Utilizing the Hegelian dialectic allows Modernists to make themselves appear as mature, sophisticated thinkers who “transcend” the “simplistic” and “outdated” notions of traditional Catholic theology, which they have the intellectual wherewithal to overcome in an “advanced” and “higher” theology. Sound familiar? Once you understand how Hegel works, you will discover that his false philosophy is omnipresent in the Vatican II Church. This is why, by the way, you always hear [Pope]Francis talk about “moving forward.”

As Summorum Pontificum turns 10 years old on July 7, countless “traditional Catholics” will be celebrating. [...] Too comfortable are the traditional externals to which they can attach themselves so easily while remaining under the auspices of the Vatican II Church, thanks in large part to their hero, Benedict XVI — and thanks to his hero, Georg Wilhelm Friedrich Hegel.
"So let us be confident, let us not be unprepared, let us not be outflanked, let us be wise, vigilant, fighting against those who are trying to tear the faith out of our souls and morality out of our hearts, so that we may remain Catholics, remain united to the Blessed Virgin Mary, remain united to the Roman Catholic Church, remain faithful children of the Church."- Abp. Lefebvre
The SiSiNoNo's 'They Think They've Won!' series, later republished by the SSPX, is but one example that adroitly highlights and exposes how pervasive Hegelian dialectics are found throughout the writings of the 'architects' of Modernism and Vatican II. Indeed, Hegel's name can be found 17 times throughout that one particular eight-part series. 

That great defender of the Faith, Fr.

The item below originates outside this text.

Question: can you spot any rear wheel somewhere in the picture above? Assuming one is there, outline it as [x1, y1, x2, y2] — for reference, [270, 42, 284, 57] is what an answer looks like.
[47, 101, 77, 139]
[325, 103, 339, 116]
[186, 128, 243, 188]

Garriou-Lagrange has this to say about the application of Hegel's dialectics: 

Quote:"Thus does this new Christology suppose that the material world has evolved towards the spirit, and the spiritual world has evolved naturally, so to speak, toward the supernatural order as well as towards the plenitude of Christ. Thus the Incarnation of the Word, the Mystical Body and the Universal Christ are to be understood as moments or stages of Evolution…This is all that remains of Christian Dogmas in that theory which seeks to destroy our Creed in the same measure that it favors Hegelian evolutionism" (La Nouvelle Theologie: ou va-t-elle?).

Also exposed in that series is how Hegelian logic created a flowering of the false ecumenism we see rampant everywhere, particularly in the writings of Urs von Balthasar: 

Only out of Hegel's "philosophical delirium," could the present-day ecumenical delirium be born. The truth is that with the above‑mentioned key in hand, it is now possible to discern and comprehend all of von Balthasar's enigmas as well as today's brand of ecumenism of which he is the "master" and "author." We also now see, in fact, why in the ecumenical dialogue "only one thing remains: we must rely on the various Church and theological structures and rivalries between them" (Figure et Oeuvre, p.417).

It is the necessary interplay of opposites which alone leads to synthesis:
Quote:"If this formula is to be taken to heart... we must rely... on rivalries," writes von Balthasar, "it will require much from those who struggle in a Christian way for catholicity: they should make it a point of attaching themselves [Catholics as well as non­ Catholics] to no particular system which a priori we would consider to be all encompassing, offering the widest perspective and leaving behind any opposing points of view" (ibid. quoted by Aunspruch auf Katholizitat, p.66).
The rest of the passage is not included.